I’m constantly amazed at what does and does not cause my fellow Christians to have righteous anger. Some are more than willing to be outraged over an imagined loss of rights to say “Merry Christmas,” but feel no responsibility for outrage or actions around issues that should alarm people of faith. I’m talking about racism, sexism, the treatment of transgender folks in our military, the rise of white supremacy, the proliferation of gun violence, and the marginalization of the poor. The list is long and overwhelming. As alarming as the list is, the church must not miss the treatment of children at the border. These are some of God’s most vulnerable children and people of faith cannot turn a blind eye to their plight.

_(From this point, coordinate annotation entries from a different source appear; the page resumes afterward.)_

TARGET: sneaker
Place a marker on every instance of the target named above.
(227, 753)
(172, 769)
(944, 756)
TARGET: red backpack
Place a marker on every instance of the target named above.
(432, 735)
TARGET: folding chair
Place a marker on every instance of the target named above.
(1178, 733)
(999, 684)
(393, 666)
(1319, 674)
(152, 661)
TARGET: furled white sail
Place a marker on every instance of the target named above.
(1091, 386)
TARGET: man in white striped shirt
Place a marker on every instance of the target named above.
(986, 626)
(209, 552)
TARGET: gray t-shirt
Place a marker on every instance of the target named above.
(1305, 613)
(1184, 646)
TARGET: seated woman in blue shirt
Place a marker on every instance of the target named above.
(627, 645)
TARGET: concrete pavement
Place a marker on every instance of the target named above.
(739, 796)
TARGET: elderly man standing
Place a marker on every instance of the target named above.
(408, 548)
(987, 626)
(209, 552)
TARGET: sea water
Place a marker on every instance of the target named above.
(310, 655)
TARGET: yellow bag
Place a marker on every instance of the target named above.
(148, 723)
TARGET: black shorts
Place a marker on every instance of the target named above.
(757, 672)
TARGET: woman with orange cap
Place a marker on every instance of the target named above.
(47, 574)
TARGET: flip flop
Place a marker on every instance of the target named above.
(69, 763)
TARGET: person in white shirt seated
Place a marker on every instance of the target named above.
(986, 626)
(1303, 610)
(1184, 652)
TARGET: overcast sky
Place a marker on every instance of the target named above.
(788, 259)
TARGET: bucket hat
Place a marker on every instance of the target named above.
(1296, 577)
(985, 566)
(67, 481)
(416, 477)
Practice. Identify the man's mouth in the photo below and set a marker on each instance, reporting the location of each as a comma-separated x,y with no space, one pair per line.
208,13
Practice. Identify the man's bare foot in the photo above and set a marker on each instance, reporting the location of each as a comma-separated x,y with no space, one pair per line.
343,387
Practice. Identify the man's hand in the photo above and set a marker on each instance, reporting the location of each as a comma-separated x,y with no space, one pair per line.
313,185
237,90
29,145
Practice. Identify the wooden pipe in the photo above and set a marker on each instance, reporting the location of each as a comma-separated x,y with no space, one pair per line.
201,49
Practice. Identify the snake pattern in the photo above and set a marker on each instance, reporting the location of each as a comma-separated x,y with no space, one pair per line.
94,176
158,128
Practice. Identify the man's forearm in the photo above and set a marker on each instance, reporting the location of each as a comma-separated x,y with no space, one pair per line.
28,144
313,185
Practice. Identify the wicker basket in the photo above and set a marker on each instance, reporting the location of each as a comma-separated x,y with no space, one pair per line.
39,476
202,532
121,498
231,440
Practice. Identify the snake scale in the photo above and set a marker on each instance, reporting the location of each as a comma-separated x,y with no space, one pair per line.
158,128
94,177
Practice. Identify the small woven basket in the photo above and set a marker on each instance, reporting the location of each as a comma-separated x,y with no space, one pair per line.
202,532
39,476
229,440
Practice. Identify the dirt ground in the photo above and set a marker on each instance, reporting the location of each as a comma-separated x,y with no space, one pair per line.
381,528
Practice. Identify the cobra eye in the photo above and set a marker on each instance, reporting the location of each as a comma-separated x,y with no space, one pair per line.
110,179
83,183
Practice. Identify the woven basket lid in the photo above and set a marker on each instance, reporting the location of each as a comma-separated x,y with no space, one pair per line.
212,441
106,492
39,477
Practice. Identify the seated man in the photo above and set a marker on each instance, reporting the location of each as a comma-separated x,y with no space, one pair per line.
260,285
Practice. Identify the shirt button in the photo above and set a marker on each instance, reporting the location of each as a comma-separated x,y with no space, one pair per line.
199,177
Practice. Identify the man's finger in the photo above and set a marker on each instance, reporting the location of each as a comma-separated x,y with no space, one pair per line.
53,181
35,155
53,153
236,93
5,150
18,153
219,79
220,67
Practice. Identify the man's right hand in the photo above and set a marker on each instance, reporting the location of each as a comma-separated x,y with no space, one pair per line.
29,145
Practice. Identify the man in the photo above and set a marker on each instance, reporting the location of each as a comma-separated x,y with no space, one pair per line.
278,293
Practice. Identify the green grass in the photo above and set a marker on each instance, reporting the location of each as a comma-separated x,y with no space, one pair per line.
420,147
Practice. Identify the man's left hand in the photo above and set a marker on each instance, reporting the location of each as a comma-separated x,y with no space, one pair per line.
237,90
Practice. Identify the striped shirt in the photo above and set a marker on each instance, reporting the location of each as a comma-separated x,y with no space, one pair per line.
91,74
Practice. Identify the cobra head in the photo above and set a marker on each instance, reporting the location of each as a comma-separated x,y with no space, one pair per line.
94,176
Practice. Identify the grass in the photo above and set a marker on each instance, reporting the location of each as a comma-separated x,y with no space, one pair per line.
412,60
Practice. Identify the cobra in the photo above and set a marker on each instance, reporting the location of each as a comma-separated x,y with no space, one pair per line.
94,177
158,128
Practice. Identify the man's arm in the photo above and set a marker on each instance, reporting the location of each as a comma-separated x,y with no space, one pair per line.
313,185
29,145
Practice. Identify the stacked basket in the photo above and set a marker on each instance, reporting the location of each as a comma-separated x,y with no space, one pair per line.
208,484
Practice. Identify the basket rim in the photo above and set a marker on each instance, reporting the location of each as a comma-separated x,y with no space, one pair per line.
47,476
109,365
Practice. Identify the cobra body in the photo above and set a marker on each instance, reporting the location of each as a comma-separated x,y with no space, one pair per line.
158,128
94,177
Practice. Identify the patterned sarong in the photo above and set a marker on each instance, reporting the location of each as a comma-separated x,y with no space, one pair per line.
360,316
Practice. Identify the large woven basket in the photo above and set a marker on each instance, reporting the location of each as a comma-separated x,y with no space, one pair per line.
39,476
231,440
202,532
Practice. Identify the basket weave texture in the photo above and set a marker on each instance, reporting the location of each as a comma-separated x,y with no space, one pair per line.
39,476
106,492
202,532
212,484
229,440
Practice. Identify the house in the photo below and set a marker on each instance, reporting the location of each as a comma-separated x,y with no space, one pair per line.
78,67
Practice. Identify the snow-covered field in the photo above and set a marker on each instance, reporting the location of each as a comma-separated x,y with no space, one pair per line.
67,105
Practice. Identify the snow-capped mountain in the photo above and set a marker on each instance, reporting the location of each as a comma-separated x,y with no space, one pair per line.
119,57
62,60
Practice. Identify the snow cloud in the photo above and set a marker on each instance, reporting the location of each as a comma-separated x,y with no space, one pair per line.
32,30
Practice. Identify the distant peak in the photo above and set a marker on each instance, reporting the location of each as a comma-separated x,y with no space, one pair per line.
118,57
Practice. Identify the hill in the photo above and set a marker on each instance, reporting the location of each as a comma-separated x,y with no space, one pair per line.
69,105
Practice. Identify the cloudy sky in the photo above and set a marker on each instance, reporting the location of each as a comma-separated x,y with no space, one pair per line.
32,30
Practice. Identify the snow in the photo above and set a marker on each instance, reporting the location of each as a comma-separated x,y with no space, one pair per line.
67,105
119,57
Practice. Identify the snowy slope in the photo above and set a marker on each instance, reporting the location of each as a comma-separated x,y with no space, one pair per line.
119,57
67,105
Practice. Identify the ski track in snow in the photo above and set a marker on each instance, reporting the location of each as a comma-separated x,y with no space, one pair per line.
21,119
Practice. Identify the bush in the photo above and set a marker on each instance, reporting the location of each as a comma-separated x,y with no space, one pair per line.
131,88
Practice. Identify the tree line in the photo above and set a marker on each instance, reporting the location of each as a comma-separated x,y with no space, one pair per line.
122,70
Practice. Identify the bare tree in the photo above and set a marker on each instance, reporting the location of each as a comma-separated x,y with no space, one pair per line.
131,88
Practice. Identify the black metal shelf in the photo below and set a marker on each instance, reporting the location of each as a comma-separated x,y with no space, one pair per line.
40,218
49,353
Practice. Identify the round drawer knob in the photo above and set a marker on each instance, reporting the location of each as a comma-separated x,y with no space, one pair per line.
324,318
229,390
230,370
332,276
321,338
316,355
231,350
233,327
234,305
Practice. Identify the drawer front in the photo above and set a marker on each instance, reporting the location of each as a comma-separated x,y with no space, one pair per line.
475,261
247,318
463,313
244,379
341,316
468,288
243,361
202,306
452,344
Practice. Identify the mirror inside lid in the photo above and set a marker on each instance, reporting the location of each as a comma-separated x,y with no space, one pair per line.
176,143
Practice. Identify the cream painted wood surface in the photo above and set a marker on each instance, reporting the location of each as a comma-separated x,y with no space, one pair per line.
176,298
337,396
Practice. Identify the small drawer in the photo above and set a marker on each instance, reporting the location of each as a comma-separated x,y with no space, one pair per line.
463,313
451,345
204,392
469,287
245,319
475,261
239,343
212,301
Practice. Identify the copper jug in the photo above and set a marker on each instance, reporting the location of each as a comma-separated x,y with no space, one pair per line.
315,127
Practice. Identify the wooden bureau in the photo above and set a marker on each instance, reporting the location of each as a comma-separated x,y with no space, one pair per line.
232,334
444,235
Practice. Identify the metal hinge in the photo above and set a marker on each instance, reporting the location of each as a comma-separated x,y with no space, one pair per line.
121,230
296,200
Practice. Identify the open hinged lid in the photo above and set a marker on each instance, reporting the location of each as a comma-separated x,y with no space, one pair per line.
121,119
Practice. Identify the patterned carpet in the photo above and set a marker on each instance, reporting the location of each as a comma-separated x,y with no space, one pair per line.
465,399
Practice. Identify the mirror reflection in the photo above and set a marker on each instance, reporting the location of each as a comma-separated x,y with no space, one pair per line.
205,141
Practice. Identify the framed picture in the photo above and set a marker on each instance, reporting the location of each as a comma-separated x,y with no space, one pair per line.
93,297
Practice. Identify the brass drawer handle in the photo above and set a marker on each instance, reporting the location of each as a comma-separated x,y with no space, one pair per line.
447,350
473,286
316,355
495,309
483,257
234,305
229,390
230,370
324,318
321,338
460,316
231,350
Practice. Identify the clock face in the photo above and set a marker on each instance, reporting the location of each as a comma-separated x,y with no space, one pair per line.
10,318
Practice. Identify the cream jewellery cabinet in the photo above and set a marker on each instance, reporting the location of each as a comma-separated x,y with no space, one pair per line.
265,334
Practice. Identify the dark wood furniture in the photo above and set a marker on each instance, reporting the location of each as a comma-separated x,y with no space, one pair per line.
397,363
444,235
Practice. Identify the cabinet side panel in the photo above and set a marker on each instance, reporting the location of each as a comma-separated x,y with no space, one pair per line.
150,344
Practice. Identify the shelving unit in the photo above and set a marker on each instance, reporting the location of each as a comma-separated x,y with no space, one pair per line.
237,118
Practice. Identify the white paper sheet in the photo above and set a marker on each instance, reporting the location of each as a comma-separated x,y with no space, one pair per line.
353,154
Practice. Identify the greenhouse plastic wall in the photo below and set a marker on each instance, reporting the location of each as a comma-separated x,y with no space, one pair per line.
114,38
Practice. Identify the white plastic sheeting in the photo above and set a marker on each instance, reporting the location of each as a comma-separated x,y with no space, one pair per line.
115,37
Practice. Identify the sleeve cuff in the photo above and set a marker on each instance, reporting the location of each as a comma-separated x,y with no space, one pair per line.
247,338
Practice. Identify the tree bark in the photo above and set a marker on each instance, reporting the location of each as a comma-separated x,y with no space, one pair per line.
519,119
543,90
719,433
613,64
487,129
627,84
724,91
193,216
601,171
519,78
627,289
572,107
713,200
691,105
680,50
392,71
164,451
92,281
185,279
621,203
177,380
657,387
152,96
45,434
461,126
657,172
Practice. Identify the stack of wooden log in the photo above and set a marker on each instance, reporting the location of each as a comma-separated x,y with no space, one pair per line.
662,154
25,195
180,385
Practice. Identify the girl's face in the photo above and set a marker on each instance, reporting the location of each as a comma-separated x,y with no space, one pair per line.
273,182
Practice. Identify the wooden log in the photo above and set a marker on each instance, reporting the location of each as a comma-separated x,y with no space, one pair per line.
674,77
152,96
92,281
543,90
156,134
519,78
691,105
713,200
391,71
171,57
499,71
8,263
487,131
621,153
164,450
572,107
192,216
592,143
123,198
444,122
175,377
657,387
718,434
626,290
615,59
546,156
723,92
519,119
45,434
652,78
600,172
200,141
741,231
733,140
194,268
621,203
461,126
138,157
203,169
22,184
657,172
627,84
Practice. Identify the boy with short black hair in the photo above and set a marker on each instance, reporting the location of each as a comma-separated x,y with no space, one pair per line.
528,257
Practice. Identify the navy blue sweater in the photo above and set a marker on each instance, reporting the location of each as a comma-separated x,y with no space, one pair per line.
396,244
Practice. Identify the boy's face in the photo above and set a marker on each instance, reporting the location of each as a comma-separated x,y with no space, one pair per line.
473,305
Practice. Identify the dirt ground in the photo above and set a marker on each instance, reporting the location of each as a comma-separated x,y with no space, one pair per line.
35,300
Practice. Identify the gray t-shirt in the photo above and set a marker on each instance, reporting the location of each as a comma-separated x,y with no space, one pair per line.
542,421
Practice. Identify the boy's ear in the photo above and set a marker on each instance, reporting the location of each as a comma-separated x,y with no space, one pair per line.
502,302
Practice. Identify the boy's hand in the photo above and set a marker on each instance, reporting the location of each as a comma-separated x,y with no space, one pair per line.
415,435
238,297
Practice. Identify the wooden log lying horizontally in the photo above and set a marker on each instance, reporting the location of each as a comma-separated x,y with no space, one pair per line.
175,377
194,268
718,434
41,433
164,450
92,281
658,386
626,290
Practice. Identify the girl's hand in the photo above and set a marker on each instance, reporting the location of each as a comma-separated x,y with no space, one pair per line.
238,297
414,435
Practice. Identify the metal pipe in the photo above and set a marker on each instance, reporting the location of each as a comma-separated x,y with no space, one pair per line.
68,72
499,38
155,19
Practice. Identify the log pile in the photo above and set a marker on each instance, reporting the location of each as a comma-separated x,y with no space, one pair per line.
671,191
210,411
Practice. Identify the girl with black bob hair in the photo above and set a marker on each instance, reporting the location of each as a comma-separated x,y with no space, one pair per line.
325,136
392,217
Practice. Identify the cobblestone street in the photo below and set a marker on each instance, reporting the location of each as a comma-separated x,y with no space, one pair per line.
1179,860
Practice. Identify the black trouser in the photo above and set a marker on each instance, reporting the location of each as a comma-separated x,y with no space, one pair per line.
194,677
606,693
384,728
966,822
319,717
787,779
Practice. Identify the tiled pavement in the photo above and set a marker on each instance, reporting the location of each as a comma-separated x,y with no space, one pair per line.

You will rarely walk into a church that does not claim to value children. Churches go to great lengths to provide welcoming spaces to children. Some have gone to such great lengths that it is difficult to tell the difference between their children’s wing and an amusement park. So, while some kids are entering a tube slide into their classrooms, others are being forcibly removed from their parents at our borders. Are Christians more worried about how children arrive at their Sunday school class or about the systematic dividing of immigrant children from their parents at our border? Perhaps the best way for our churches to show that we care for children is to value, love and advocate for all children, especially those who are the most vulnerable. Claiming something is different than living it out.

I understand that we need border security, but it’s a shame that the language of legal and illegal has entered our vocabulary. It has caused a gross misunderstanding of how God views each person and creates a false dichotomy of how people should be treated. No matter what we choose to call someone, God simply recognizes them as God’s beloved child. The labels we use fool us into thinking we are someone different or better than others. They force us further away from God’s realm rather than moving us closer to God’s realm. I believe Jesus was speaking broadly when he told some religious people like the Pharisees “what God has joined together, let no one separate.”

This administration and its band of evangelical advisers has combined bad biblical interpretation and a lust for power to enact some pretty heinous policies that have marginalized many of God’s beloved children. Separating children from their parents at our borders is the latest in a long line of immoral  and unbiblical acts. Christians need to ask themselves the question, “Who would Jesus separate?” The answer is clear.

One thought on “Who Would Jesus Separate?

  1. As a non-believer I am often prone to disagree with Christians over what is and what is not true of this world. When it comes to Christians who would condone the actions of the Trump administration, however, I am more likely to call bullshit on their own self-representation, Jesus has nothing to do with their politics, and every claim they make to the contrary is an outright lie.